Otting met with tribal officials, community leaders, officials from the Community Development Financial Institutions Fund and bankers. The group visited the Santa Ana, San Felipe and the Kewa pueblos, as well as the Indian Pueblo Cultural Center in Albuquerque. Following the tour, the comptroller facilitated a roundtable discussion on how to update CRA regulations and promote more banking activity where it is needed most.
“While CRA has driven trillions of dollars in investment since 1977, more needs to be done to ensure banks are motivated to maintain and increase investment, lending and services in rural areas, including Native American communities like the ones we visited today,” Otting said in a news release.
Cristina Danforth, board president of the Native American Finance Officers Association (NAFOA), Oneida Nation, said modernizing the CRA would better serve rural America and Indian Country’s need for healthy capital and depository services .
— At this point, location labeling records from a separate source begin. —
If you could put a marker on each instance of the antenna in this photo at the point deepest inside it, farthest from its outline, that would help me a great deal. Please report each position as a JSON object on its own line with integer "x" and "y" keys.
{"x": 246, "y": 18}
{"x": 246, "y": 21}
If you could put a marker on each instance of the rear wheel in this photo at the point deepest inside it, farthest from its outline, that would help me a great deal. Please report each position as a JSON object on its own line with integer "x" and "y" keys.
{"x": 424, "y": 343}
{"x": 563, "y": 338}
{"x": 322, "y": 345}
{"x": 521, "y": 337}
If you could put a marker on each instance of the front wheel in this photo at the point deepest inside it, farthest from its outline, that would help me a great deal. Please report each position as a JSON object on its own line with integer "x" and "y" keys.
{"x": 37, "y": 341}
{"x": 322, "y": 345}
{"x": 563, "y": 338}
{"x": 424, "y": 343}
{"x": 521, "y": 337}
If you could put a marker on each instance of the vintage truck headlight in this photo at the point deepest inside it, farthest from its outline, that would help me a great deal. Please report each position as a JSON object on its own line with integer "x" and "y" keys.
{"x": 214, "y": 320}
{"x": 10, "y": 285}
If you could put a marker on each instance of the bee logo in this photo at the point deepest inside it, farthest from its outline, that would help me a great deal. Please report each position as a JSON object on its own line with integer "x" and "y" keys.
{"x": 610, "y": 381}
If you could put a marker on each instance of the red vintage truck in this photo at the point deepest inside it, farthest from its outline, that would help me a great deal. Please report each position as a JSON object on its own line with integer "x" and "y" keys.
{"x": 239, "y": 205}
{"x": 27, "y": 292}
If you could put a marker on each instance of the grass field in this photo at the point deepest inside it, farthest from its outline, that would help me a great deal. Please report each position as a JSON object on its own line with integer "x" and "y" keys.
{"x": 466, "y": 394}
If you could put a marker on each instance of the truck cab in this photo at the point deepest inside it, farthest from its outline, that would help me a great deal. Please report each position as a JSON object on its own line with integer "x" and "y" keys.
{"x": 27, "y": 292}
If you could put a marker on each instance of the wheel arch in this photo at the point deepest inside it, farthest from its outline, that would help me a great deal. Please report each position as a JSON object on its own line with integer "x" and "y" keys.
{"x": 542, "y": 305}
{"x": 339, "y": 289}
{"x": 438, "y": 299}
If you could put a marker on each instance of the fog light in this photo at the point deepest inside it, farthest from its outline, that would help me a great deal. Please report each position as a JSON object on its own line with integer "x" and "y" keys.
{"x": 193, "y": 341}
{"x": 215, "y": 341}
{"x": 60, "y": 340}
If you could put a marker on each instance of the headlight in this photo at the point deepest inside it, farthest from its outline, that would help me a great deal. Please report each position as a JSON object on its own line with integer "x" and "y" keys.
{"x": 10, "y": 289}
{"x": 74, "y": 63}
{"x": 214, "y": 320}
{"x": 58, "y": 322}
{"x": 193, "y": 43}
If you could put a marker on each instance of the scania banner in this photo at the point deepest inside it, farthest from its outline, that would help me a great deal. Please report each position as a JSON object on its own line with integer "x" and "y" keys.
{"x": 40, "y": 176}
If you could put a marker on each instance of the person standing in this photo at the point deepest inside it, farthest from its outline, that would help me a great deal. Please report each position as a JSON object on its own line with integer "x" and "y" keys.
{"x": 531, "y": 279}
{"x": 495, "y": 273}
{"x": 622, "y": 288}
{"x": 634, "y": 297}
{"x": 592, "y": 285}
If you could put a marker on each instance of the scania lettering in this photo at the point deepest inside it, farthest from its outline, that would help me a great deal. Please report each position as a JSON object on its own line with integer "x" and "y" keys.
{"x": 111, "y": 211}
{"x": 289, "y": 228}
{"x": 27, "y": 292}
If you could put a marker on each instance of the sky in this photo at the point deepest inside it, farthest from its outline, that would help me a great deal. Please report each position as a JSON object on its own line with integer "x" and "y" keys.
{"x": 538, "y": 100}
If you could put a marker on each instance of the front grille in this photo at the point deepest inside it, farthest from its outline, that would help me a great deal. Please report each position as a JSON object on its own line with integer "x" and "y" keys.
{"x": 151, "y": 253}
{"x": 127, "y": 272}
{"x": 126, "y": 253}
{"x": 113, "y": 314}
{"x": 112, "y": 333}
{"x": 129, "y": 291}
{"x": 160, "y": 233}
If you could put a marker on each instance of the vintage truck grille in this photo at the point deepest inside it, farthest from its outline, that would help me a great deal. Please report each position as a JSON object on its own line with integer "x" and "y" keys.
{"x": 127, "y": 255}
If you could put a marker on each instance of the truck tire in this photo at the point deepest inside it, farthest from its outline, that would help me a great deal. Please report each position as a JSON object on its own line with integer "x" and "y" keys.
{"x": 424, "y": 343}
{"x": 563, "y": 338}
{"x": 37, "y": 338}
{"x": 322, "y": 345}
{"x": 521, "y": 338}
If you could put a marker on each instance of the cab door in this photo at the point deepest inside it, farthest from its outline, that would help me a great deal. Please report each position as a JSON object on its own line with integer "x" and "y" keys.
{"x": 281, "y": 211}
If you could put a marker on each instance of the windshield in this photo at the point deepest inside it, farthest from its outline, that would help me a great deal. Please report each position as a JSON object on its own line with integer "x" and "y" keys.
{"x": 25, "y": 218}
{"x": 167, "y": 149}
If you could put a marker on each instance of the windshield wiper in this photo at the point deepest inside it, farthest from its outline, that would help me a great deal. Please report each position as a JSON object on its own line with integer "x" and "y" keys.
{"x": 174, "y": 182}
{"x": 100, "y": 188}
“The foundations of effective tribal economic development policies are built together and in collaboration with all members of the community. By introducing our federal partners to Indian Country, we hope they take this community spirit back to Washington D.C. and work towards policies that will build strong tribal economies,” Danforth said in the release.
The New Mexico tour was the fourth in a series of events being held across the country to hear from stakeholders on how CRA has supported their communities and what more can be done. The conversations are informing the OCC’s ongoing effort to work with other federal banking agencies to develop and issue a proposed rule to make CRA regulations work better for everyone. Otting expects the interagency proposal will be issued this fall, the release stated.
“We can make CRA work better and drive more banking activity to communities that are underserved today by clarifying what counts for CRA credit, updating where activity qualifies, making evaluations of bank CRA performance more objective, and reporting results in a more timely and transparent manner,” Otting said.